Biprateep Dey, University of Pittsburgh
Making the Largest Map of Our Universe
Maps of our Universe help us study how the contents of the universe evolved with time, how galaxies formed and developed, and pinpoint the location of short-lived astrophysical events like supernovae or sources of gravitational waves. To make such maps, astronomers measure a quantity called redshift which is a proxy for galaxy distance. However, high precision measurements of redshifts can only be done for a tiny fraction of galaxies for which we have images. Because of this limitation, it is necessary to infer redshift information from imaging data alone; the resulting measurements are called photometric redshifts. Precise estimates of photometric redshifts, along with associated uncertainties, are key to astronomical research for the coming decade since a majority of the data sets that will be available to the astronomy community will come from large-scale imaging only astronomical surveys and depend heavily on photometric redshifts to measure galaxy distances. We propose to use one such data set of over 32 million galaxy images called the DESI Legacy Imaging Surveys to pre-train a vision transformer-based self-supervised model which will learn a latent representation of the galaxy images. We then plan to fine-tune the model using a small number of known galaxy redshifts from the Dark Energy Spectroscopic Instrument (DESI) to finally infer the redshifts to the galaxy for which we only have images. This map of our Universe will enable the myriad of scientific cases previously mentioned.

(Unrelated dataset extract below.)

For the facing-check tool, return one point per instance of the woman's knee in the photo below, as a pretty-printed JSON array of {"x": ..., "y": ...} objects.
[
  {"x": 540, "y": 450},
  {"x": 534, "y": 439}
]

Artur Dubrawski, Carnegie Mellon University
Automatic Text Summarization of BioSignals
Automated translation of data to textual narratives is commonly referred to in literature as data-to-text generation. Here, data refers to an entity that is not exclusively linguistic (eg: graphs, tables, knowledge bases). While most existing data-to-text approaches deal with tabular data and graphs, few approaches have focused on textual summaries of time-series data (Time-Series Captioning, or Time-Series Summarization). This has largely been due to the lack of paired time-series and text data. Biosignal time-series summarization has been studied in EEG-to-text and ECG-to-text. Prior work advocates for a human-in-the-loop system to generate the text summaries, stating that automated reports are too erroneous. While we note the merit in human-guided text generation, our proposed method requires far less effort from the associated medical professional. Another overarching limitation observed in all data-to-text generation methods is their evaluation metrics. Almost all methods report standard text generation metrics like BLEU and BERTScore that are simply inadequate in evaluating correctness in domains like healthcare. While many methods perform expert (human) evaluation, we note that there are no standard guidelines on how to evaluate medical text reports. Our proposed method addresses all these limitations.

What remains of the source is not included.